Good luck finding an apartment at Co-op City.
The world’s largest housing development has never been hotter.
The northeast Bronx complex is as packed as it has ever been, according to a report from its management.
Only two truly ‘open’
Only 105 apartments are currently available out of over 15,000 units total, according to the Riverbay Group, which manages the massive series of properties.
And nearly all of those 105 open apartments are already in some stage of the sale process, according to Riverbay’s report, first published in the Co-op City Times.

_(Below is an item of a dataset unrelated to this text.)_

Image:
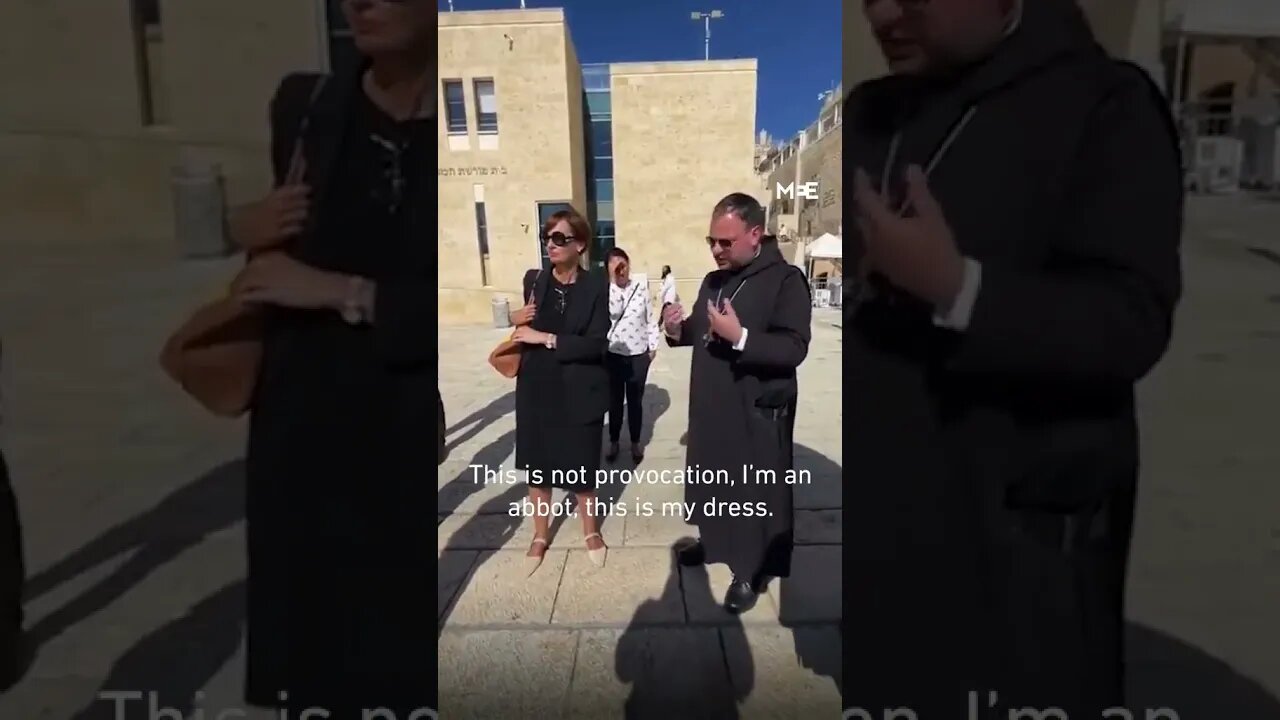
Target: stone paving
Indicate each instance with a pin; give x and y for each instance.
(132, 505)
(640, 633)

In fact, the only two apartments in the entire complex both vacant and not already in some part of the sale process, says Riverbay, are the two units being used as sales models.
Big chance, big mall
The vacancy rate of .006% is a far cry from 25 years ago, when in 1993 over 10% of apartments at Co-op City were empty.
Since 2000, the development has hovered at around 99% full rate, though many residents left in 2003 and 2004 when the there garages shut down, forcing thousands of cars onto the street.
But with a citywide housing shortage and the Bay Plaza mall soon to open nearby, Co-op City management said their office is being flooded with applications.
“Co-op City is up and coming as usual, and even more so now because of the mall being built,” said Sheen McNeil, Riverbay’s director of sales. “It’s affordable, it’s a city within itself, and I just think this is the best deal right now.”
McNeil says her office gets around 175 applications a month, even though it has slowed down its advertising campaign. Potential residents must meet credit score and minimum and maximum income requirements.
Rare ‘amnesty’ rule
Perhaps emboldened by the swelling waiting list, Co-op City management is turning its attention to its residents who are illegally subletting apartments.
“I’m not going to say it’s widespread, but you do hear cases hear and there,” said McNeil.
The company is offering an amnesty program to residents who live in Co-op City now and rent their home illegally on the secondhand market.
Those residents have until the end of September to come forward and formally apply to be a shareholder.
If residents do not come forward, Riverbay is vowing to send its legal department to evict them.
“Maybe you weren’t aware that this was illegal, maybe you didn’t know that this was something you couldn’t do,” said McNeil. “This is the perfect time to allow people to come forward and have their name on a stock certificate and be the legal resident of the unit.”